Ix81 confocal microscopy systems

Cultured cells were fixed with 2% formalin (Sigma) for 20 min at room temperature (RT), blocked with 1% BSA for 30 min, stained sequentially with primary antibodies against pericentrin (Abcam) and tubulin (Sigma) for 1 h at RT, and then incubated with secondary antibodies conjugated to Alexa-488 or −680 for 30 min. The nuclei were stained for 15 minutes with PBS containing 1 μg/ml of 4, 6-diamidino-2-phenylindole (DAPI, Sigma) before mounted with the anti-fade agent Prolong (Molecular Probes). Confocal analyses were performed with Olympus IX81 confocal microscopy systems.

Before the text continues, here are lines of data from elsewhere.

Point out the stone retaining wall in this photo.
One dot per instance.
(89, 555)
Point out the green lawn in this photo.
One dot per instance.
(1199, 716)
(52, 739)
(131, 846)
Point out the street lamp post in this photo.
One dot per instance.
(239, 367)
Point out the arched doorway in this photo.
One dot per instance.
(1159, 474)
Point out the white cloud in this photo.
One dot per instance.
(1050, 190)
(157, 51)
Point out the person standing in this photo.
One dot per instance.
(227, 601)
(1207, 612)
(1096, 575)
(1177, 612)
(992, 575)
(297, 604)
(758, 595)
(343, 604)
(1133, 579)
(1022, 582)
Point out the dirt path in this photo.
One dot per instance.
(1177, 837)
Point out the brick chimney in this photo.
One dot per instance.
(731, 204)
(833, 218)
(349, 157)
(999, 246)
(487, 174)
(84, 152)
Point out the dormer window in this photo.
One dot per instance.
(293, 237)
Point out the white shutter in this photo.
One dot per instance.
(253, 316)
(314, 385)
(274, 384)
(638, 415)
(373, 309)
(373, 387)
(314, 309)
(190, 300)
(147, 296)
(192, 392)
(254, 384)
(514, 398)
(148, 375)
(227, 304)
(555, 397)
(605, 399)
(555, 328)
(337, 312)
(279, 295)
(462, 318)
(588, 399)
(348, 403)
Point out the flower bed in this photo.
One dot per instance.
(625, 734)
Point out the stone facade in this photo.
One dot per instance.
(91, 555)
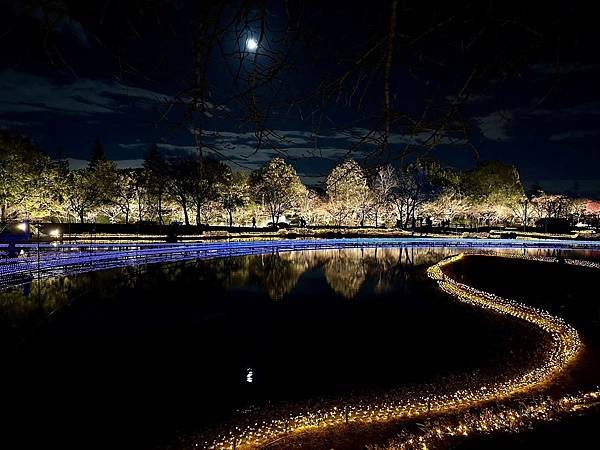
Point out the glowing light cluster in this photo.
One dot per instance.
(491, 419)
(564, 349)
(68, 259)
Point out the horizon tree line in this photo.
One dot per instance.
(199, 190)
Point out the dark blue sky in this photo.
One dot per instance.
(113, 73)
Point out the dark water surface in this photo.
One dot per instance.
(132, 357)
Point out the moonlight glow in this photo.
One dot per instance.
(251, 44)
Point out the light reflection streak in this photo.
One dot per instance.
(564, 349)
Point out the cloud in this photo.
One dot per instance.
(495, 126)
(22, 92)
(555, 69)
(575, 134)
(9, 124)
(588, 108)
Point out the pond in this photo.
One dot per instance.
(136, 356)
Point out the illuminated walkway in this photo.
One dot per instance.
(565, 347)
(565, 344)
(49, 260)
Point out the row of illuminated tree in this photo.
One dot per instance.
(198, 190)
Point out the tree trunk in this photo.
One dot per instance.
(160, 208)
(387, 76)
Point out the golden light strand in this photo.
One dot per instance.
(565, 346)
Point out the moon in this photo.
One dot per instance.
(251, 44)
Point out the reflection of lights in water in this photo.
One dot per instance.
(564, 349)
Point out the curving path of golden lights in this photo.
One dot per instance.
(565, 347)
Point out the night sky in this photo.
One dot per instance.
(72, 72)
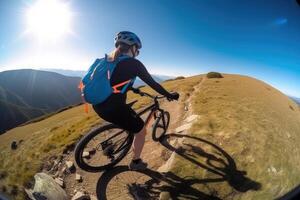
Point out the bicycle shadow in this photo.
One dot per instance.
(172, 185)
(219, 162)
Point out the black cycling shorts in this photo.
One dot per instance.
(123, 116)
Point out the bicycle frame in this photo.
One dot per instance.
(152, 108)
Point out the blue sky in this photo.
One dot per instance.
(257, 38)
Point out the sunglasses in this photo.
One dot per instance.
(137, 52)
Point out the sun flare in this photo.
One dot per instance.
(48, 20)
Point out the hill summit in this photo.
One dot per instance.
(242, 144)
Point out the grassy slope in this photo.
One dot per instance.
(50, 136)
(257, 126)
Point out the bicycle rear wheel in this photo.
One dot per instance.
(102, 148)
(160, 125)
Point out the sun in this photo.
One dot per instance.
(48, 20)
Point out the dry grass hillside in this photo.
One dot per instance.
(244, 144)
(39, 141)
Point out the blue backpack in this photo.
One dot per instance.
(95, 85)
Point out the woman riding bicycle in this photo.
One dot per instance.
(114, 109)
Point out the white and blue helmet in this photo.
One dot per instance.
(128, 38)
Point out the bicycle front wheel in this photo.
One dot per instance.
(102, 148)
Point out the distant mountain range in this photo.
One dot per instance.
(26, 94)
(75, 73)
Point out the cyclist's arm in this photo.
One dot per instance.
(144, 75)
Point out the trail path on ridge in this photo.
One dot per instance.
(154, 153)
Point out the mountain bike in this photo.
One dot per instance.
(105, 146)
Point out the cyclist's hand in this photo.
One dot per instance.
(135, 90)
(173, 96)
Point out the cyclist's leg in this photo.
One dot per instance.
(125, 117)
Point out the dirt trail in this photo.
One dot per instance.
(154, 153)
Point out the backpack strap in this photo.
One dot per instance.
(80, 87)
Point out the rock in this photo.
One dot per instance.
(92, 197)
(191, 118)
(273, 169)
(14, 145)
(78, 177)
(81, 196)
(70, 165)
(92, 151)
(46, 188)
(186, 108)
(86, 154)
(183, 127)
(60, 182)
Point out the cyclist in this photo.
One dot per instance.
(114, 109)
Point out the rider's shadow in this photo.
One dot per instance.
(195, 150)
(216, 160)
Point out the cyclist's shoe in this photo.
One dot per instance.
(137, 165)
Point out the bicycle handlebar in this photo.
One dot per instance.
(138, 91)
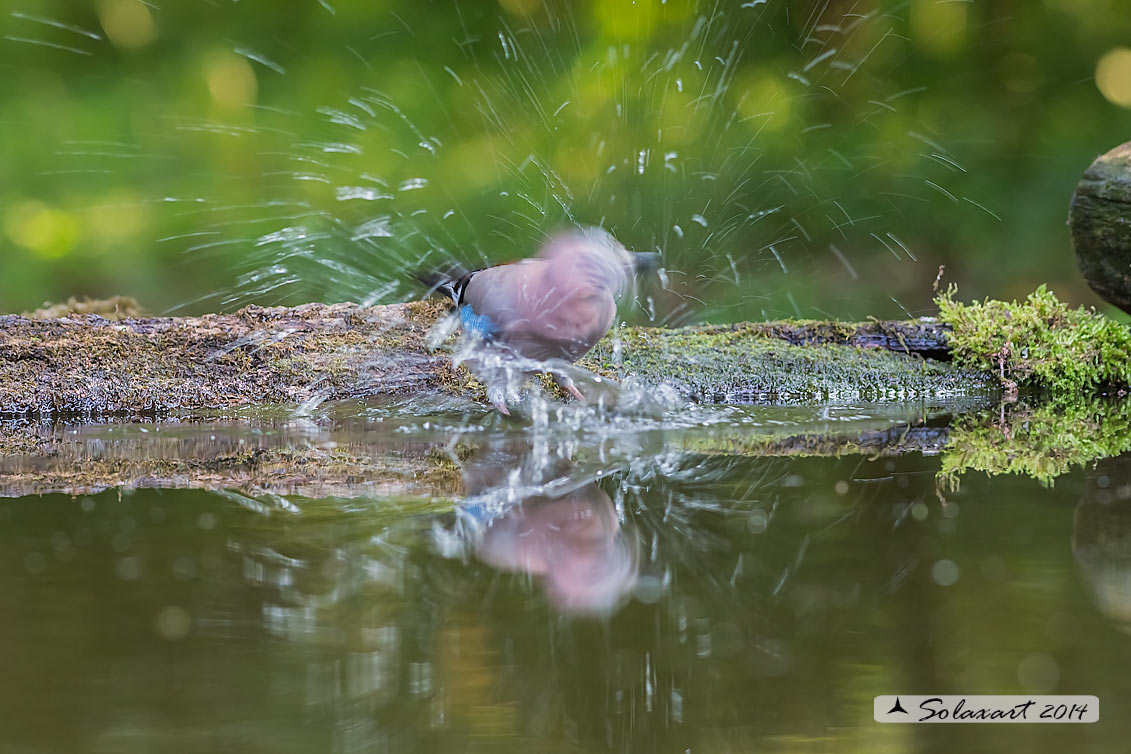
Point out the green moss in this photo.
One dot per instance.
(742, 363)
(1042, 442)
(1039, 343)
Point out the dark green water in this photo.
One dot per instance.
(667, 601)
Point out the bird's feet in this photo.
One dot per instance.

For 3D cultures assay, cells were cultured according to manufacturer's instructions. Briefly, 1,000 single cells per well were plated in an eight-well chamber slide (BD Biosciences) coated with Matrigel from BD Biosciences. Cells were grown in assay medium with DMSO or 1 μM of MGCD. Medium was changed every 4 days. For 3D immunofluorescence, the cell spheroids were fixed with 2% formalin (Sigma) for 20 min at RT, permeabilized with PBS containing 0.5% Triton X-100 for 10 min at 4°C, and blocked in blocking Buffer (130 mM NaCl, 7 mM Na₂HPO₄, 3.5 mM NaH₂PO₄, 7.7 mM NaN₃, 0.1% BSA, 0.2% Triton X-100, 0.05% Tween-20, 10% goat serum) for 45-60 min at RT, and incubated with primary antibody against Ki67 (BD Biosciences) for 15-18 h at 4°C, then incubated with fluorescent conjugated secondary antibody for 40-50 min at RT. DAPI was used to stain nuclei. Spheroid structures were imaged and analyzed using Olympus IX81 confocal microscopy systems [55 (link)].